Dataset Management
Create, upload, and bind datasets to your Thotis RAG agents.
What is a dataset?
A dataset is a collection of documents that the agent uses as its knowledge base. When a user asks a question, the RAG engine retrieves relevant chunks from bound datasets and includes them in the LLM context.
Creating a dataset
Datasets are created in the RagFlow instance and managed from the Thotis console.
- Go to Datasets in the RAG sidebar.
- Click New Dataset and provide a name and optional description.
- The dataset is created in RagFlow and registered in the Thotis control plane.
Uploading documents
Supported formats include Markdown, PDF, DOCX, TXT, and HTML.
Upload documents through the dataset detail page. Each document goes through:
- Parsing: the document is split into chunks using the configured method.
- Indexing: chunks are embedded and stored in the vector index.
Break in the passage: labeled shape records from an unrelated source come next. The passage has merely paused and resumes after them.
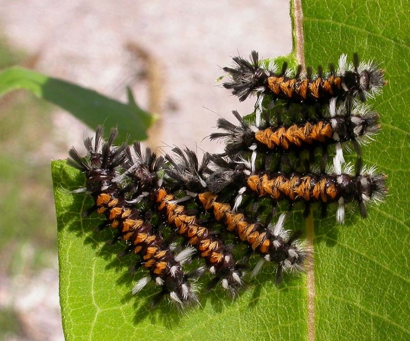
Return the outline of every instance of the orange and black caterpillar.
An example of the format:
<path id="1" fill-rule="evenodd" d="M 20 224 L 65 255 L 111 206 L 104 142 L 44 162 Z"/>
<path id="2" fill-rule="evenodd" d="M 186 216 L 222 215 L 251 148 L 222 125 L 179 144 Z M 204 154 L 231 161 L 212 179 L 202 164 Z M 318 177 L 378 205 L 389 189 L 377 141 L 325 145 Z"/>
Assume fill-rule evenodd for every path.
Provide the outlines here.
<path id="1" fill-rule="evenodd" d="M 134 187 L 132 191 L 136 200 L 139 198 L 148 199 L 155 204 L 156 208 L 162 212 L 166 222 L 175 227 L 190 246 L 198 251 L 206 262 L 211 273 L 215 275 L 214 282 L 220 281 L 222 287 L 235 294 L 243 285 L 243 273 L 241 266 L 235 260 L 230 247 L 209 228 L 200 226 L 195 216 L 189 215 L 184 206 L 165 187 L 158 174 L 161 169 L 168 173 L 169 168 L 163 167 L 164 160 L 147 149 L 144 157 L 137 142 L 134 144 L 134 153 L 129 149 L 125 163 L 127 170 L 125 173 L 131 180 Z M 147 181 L 142 181 L 147 179 Z M 210 285 L 210 286 L 211 286 Z"/>
<path id="2" fill-rule="evenodd" d="M 168 223 L 174 226 L 188 244 L 198 250 L 210 272 L 215 275 L 215 281 L 220 281 L 224 289 L 235 294 L 243 285 L 243 273 L 231 248 L 213 231 L 201 226 L 195 216 L 188 215 L 185 207 L 177 203 L 175 197 L 165 188 L 157 191 L 156 201 L 158 209 L 165 212 Z"/>
<path id="3" fill-rule="evenodd" d="M 297 239 L 299 232 L 290 235 L 283 226 L 285 215 L 281 215 L 277 223 L 266 227 L 251 220 L 242 213 L 234 211 L 231 205 L 223 202 L 217 195 L 207 191 L 206 182 L 211 169 L 209 164 L 212 159 L 206 154 L 199 163 L 196 154 L 186 148 L 173 149 L 175 156 L 167 155 L 166 158 L 173 165 L 166 170 L 169 176 L 168 184 L 183 189 L 195 197 L 199 205 L 211 211 L 215 219 L 222 223 L 227 229 L 234 233 L 247 243 L 252 251 L 258 252 L 262 259 L 252 272 L 256 275 L 265 261 L 272 261 L 277 265 L 276 283 L 279 284 L 284 271 L 300 270 L 306 257 L 303 243 Z"/>
<path id="4" fill-rule="evenodd" d="M 342 160 L 341 143 L 351 142 L 360 156 L 360 143 L 372 140 L 380 129 L 379 115 L 368 105 L 355 103 L 353 109 L 344 103 L 336 108 L 335 98 L 331 100 L 330 116 L 320 119 L 299 121 L 293 124 L 270 122 L 257 126 L 247 123 L 237 111 L 233 114 L 239 122 L 236 125 L 224 118 L 218 120 L 217 127 L 224 131 L 214 133 L 211 140 L 223 139 L 226 155 L 235 158 L 247 151 L 261 153 L 284 152 L 336 144 L 336 155 Z"/>
<path id="5" fill-rule="evenodd" d="M 332 97 L 343 99 L 346 95 L 362 101 L 374 97 L 386 83 L 384 71 L 373 62 L 359 63 L 357 54 L 353 55 L 353 64 L 347 65 L 346 56 L 339 59 L 339 69 L 329 66 L 329 72 L 324 74 L 321 67 L 318 74 L 312 75 L 308 68 L 302 74 L 299 66 L 291 75 L 284 62 L 279 70 L 276 65 L 266 68 L 259 59 L 258 52 L 253 51 L 250 61 L 241 57 L 233 58 L 233 67 L 223 68 L 231 80 L 223 83 L 232 94 L 242 101 L 252 94 L 269 95 L 274 101 L 284 99 L 294 103 L 326 104 Z"/>
<path id="6" fill-rule="evenodd" d="M 139 255 L 139 265 L 150 271 L 150 276 L 135 285 L 133 293 L 141 290 L 152 280 L 161 288 L 155 302 L 167 294 L 171 301 L 181 306 L 196 303 L 197 298 L 190 282 L 190 274 L 184 272 L 181 267 L 181 264 L 192 256 L 193 249 L 174 254 L 161 236 L 154 232 L 151 224 L 127 201 L 123 189 L 115 181 L 118 175 L 117 170 L 124 162 L 126 147 L 124 145 L 113 146 L 116 130 L 111 131 L 107 142 L 102 141 L 102 128 L 98 127 L 94 143 L 91 138 L 85 140 L 89 160 L 81 157 L 73 147 L 70 150 L 68 161 L 85 174 L 85 190 L 95 201 L 94 206 L 88 212 L 96 211 L 104 215 L 106 220 L 100 228 L 110 226 L 115 230 L 117 236 L 114 240 L 122 240 L 127 244 L 125 253 Z"/>
<path id="7" fill-rule="evenodd" d="M 258 197 L 270 197 L 274 204 L 282 200 L 288 200 L 291 206 L 298 201 L 304 202 L 305 214 L 310 211 L 311 204 L 317 202 L 321 204 L 322 215 L 325 216 L 326 205 L 337 203 L 336 220 L 343 223 L 346 204 L 357 202 L 361 216 L 366 217 L 366 204 L 382 201 L 387 192 L 386 176 L 376 173 L 373 167 L 367 170 L 359 165 L 359 170 L 354 175 L 351 175 L 352 167 L 346 167 L 342 172 L 341 165 L 336 163 L 334 171 L 329 173 L 252 174 L 250 163 L 245 161 L 239 164 L 239 162 L 223 162 L 222 159 L 216 162 L 220 169 L 210 177 L 208 181 L 217 184 L 210 188 L 214 193 L 224 188 L 236 191 L 234 210 L 240 205 L 245 193 L 250 191 Z"/>
<path id="8" fill-rule="evenodd" d="M 298 233 L 290 235 L 289 231 L 283 228 L 286 215 L 282 214 L 275 224 L 266 227 L 259 222 L 250 222 L 243 214 L 233 211 L 229 204 L 218 201 L 217 197 L 210 192 L 198 195 L 205 209 L 211 210 L 217 220 L 223 222 L 228 231 L 234 233 L 262 257 L 252 272 L 252 276 L 259 272 L 265 261 L 273 262 L 277 265 L 277 284 L 280 283 L 283 271 L 302 269 L 306 251 L 303 243 L 297 239 Z"/>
- Ready: the dataset is available for retrieval.
Chunking configuration
The default chunking method is Markdown with these parameters:
| Parameter | Default | Description |
|---|---|---|
| Chunk size | 500-800 tokens | Target chunk size |
| Overlap | 100-150 tokens | Overlap between consecutive chunks |
| Delimiter | ## | Section delimiter for splitting |
Binding datasets to agents
- Open the agent's Sources tab.
- Click Add Source and select one or more datasets.
- The binding is stored locally and pushed to RagFlow on publish.
An agent can be bound to multiple datasets. The retrieval engine searches across all bound datasets simultaneously.
Data sources
In addition to manual uploads, you can configure automated data sources:
- Web scraping via Firecrawl for crawling websites
- ONISEP XML integration for structured education data
- Custom uploads via the RagFlow API
Updating datasets
When you update documents in a dataset, the changes take effect immediately for all agents bound to that dataset — no republish required. The retrieval index is updated in real-time by RagFlow.